Adding to the good times, Umezu spends a good portion of the time in modern-day Tokyo, as Sho's mother seeks to find a way to get medicine to her son: Sho's panicky mother shoves another mother into the street, starts a riot at a baseball game, and is punched by a pharmacist(!), among other highlights (by which I mean, a pretty alarming scene with a butcher knife). There's no mouth-wateringly baroque word choices like you might find in McCarthy, but I do wonder if five volumes of Umezu's unrelentingly bleak view of civilization stole some of The Road's thunder for me. The Road is arguably far more naturalistic, but The Drifting Classroom dips right into the well of fairy tales and myth and gave me a strangely enjoyable feeling of dream-like dread.

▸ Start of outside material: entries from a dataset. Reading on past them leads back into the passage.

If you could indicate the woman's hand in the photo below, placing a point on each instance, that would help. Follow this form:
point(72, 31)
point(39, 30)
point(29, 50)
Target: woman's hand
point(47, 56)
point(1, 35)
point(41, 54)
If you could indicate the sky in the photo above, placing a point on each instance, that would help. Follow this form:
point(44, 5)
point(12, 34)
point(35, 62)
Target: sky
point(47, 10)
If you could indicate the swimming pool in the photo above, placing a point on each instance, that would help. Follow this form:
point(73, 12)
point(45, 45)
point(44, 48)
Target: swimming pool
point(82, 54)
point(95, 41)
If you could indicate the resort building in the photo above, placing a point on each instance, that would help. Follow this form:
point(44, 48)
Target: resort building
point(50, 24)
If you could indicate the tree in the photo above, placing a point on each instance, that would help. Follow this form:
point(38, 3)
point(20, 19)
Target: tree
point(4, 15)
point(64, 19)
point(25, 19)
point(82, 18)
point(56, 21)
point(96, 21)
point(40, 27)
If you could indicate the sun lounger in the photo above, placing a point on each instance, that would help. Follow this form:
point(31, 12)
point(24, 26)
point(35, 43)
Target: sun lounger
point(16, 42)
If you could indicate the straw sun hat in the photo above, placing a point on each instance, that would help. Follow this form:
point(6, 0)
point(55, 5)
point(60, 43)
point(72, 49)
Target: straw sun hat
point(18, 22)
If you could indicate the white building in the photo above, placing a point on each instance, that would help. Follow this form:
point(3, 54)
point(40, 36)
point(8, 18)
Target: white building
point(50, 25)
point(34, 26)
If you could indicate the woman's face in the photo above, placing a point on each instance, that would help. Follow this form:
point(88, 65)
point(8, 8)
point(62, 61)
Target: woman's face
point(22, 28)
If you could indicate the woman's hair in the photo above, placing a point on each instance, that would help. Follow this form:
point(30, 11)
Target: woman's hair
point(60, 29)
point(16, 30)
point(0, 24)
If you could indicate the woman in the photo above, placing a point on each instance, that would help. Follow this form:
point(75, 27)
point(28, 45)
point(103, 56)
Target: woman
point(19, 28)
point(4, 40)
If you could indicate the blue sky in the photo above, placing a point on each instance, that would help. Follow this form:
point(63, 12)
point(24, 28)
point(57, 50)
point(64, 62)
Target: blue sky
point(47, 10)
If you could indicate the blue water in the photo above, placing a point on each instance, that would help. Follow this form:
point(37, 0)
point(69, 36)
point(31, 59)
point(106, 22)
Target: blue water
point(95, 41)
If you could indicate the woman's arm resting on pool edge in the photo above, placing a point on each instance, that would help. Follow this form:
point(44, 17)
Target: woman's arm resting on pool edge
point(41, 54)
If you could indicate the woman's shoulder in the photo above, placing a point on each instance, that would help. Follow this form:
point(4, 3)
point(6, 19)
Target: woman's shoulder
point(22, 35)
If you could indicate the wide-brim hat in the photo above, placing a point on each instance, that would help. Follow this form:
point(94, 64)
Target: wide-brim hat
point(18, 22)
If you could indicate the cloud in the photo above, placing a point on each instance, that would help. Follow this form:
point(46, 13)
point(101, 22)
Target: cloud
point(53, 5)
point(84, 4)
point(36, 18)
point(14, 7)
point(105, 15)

That said, I'm not sure how I feel about the scenes with Sho's mom. Although they underline Umezu's belief that civilization is a very thin mask covering the face of a terrified, dangerous beast (and so, really, the hysteria and the violence the kids in the school resort to would probably occur even if adults had ended up in their place), they're nearly as high-pitched and melodramatic as the scenes with the kids, dampening the power of the childrens' predicament. And yet I'd be loathe to cut these scenes: not only did a couple of them literally make me flinch, but the cartooning on them was top-notch. I think I mentioned in a review of an earlier volume that Umezu reminds me of Chester Gould, and I thought that again here during some of the scenes of Sho's mother running through rain-swept streets of a city at night--really stunning stuff.
Although I think your average superhero reader might be put off by the anachronisms and some of the cartooning tropes (when the little kids run, they look a lot like Silver Age Flash), the ones who bitch about manga being too decompressed would feel right at home at Umezu's modified eight panel grid. If that sounds like you, and you've been looking to dip your toe into manga, this may not be a bad place to start. Even if it's unlikely to make Oprah's Book Club anytime soon, this volume of The Drifting Classroom is VERY GOOD material that already has me rubbing my hands in anticipation of the next installment.